“最佳”或“正确”的地方平等运算符在哪里？

Question

I know there are many places to implement your equality operators in c++. However, I wonder if there is some wisdom as to where best to place them? I can foresee 3 possible different cases where different rules might apply. In each of the three cases are any of the options considered better or worse?

Case 1, equality with primitives and standard types and itself:

//option 1, outside the class with friend 
class foo1;

friend bool operator==(const foo1& lhs, const int& rhs);
friend bool operator==(const int& lhs, const foo1& rhs);
friend bool operator==(const foo1& lhs, const foo1& rhs);

//option 2, inside class with out friend for primitives
class foo1
{
    bool operator==(const int& other) const;
    bool operator==(const foo1& other) const;
};

Case 2, two custom classes:

//option 1, outside the class using friend
class foo2;
class bar2;

friend bool operator==(const foo2& lhs, const bar2& rhs);
friend bool operator==(const bar2& lhs, const foo2& rhs);

//option 2, inside the class using friend
class foo2; //forwards declaration
class bar2; //forwards declaration

class foo2
{
    friend bool operator==(const foo2& lhs, const bar2& rhs) const;
    friend bool operator==(const bar2& lhs, const foo2& rhs) const;
};
class bar2
{
    friend bool operator==(const foo2& lhs, const bar2& rhs) const;
    friend bool operator==(const bar2& lhs, const foo2& rhs) const;
};

Case 3, sub-classes:

//option 1, outside all classes using friend
class foo3
{
    class bar3;
}

friend bool operator==(const foo3::bar3& lhs, const foo3::bar3& rhs);

//option 2, inside the scope of the owning class using friend
class foo3
{
    class bar3;

    friend bool operator==(const foo3::bar3& lhs, const foo3::bar3& rhs);
}

//option 3, inside the class with out friend
class foo3
{
    class bar3
    {
        bool operator==(const foo3::bar3& other) const;
    };
}

Derived classes have already been answered here: What's the right way to overload operator== for a class hierarchy?

Operators in namespaces have already been answered here: Namespaces and Operator Overloading in C++

Edit: fixed compiler errors, spelling errors, and constified member functions

Answer 1

I think this topic is certainly well described in more then one place.
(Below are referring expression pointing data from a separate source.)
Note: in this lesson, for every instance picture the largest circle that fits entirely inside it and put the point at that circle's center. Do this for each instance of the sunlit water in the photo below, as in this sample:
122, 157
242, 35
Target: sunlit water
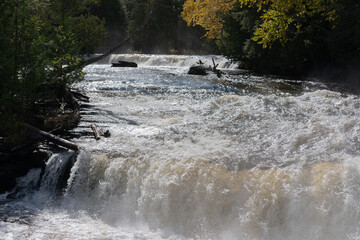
197, 157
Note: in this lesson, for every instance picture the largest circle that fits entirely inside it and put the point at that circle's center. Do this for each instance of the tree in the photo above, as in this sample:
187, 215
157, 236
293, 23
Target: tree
280, 17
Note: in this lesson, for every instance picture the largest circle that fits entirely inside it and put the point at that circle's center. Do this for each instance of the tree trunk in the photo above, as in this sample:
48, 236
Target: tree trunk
42, 135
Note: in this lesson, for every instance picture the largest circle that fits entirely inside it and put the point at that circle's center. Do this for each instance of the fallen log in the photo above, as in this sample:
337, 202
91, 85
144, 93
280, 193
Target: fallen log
95, 131
42, 135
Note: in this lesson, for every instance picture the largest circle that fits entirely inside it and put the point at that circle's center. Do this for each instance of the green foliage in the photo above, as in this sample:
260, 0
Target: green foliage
292, 37
38, 39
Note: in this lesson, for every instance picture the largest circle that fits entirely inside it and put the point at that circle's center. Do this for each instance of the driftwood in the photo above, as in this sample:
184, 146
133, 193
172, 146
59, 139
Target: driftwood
80, 96
95, 131
42, 135
200, 69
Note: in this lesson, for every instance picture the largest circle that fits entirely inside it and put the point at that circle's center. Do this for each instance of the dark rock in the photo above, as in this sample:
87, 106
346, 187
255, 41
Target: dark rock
107, 134
124, 64
198, 70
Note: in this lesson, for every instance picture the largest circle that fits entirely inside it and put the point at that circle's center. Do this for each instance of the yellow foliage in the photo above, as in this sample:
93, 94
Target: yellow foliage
208, 14
277, 16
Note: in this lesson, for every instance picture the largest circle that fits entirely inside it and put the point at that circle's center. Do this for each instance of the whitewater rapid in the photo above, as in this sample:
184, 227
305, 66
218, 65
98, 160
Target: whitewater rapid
197, 157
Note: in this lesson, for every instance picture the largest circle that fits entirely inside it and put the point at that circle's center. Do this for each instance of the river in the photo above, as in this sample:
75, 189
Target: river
198, 157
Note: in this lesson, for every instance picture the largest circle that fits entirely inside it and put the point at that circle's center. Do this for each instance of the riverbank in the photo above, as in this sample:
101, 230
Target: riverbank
21, 151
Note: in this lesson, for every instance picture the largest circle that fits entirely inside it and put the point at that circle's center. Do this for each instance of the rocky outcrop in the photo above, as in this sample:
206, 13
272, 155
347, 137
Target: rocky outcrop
124, 64
198, 70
At the moment, unfortunately, I "just" have with me internet and C++ Templates . (In that book, section 21.2.2 addresses the related topic of how you can define == for a class such that != is automatically defined too.)

As regards your question, at the beginning of section 21.2.1 from the linked book, a slight preference for non-member comparison operators is expressed

Because operator== is meant to be symmetrical with respect to its arguments, it is preferable to declare it as a namespace scope function.

(In that very section, there's also a reference, at page 499, to what I refer to in the following as "hidden friends".)

On the other hand, I would also quote this answer , where Barry claims (and supports it with example snippets) that

There is no rule to prefer a member to a non-member function (or vice versa).

Honestly, given the stature of people advocating one or the other solution, I feel I simply don't have the tools yet (knowledge and experience) to express a preference.

As regards making them friend functions, I'd just like to point out that one option is to declare them only inside the class . This makes them "hidden friends", as described in The Power of Hidden Friends in C++ , which has the advantages therein explained. Those advantages apply to functions in general, and not just comparison operators. (This "technique" makes use of ADL .)

Here's one consequence of defining operator== as "hidden friend" of Foo . This is Foo ,

struct Foo {
    friend bool operator==(Foo const&, Foo const&) {
        return true;
    }
};

where operator== is an "hidden friend", and this is Bar ,

struct Bar {
    operator Foo() { return Foo{}; };
};

which is convertible to Foo .

Expectedly, code like Foo{} == Foo{} works, because an operator== is defined for the pair of arguments Foo - Foo .

Maybe less expectedly, code like Bar{} == Bar{} does not work instead, which protects you from accidental implicit conversions.

Had you also delcared bool operator==(Foo const&, Foo const&); outside the class, then the definition of that operator== , which is still inside the class, would become visible to the outside, and Bar{} == Bar{} would be fine.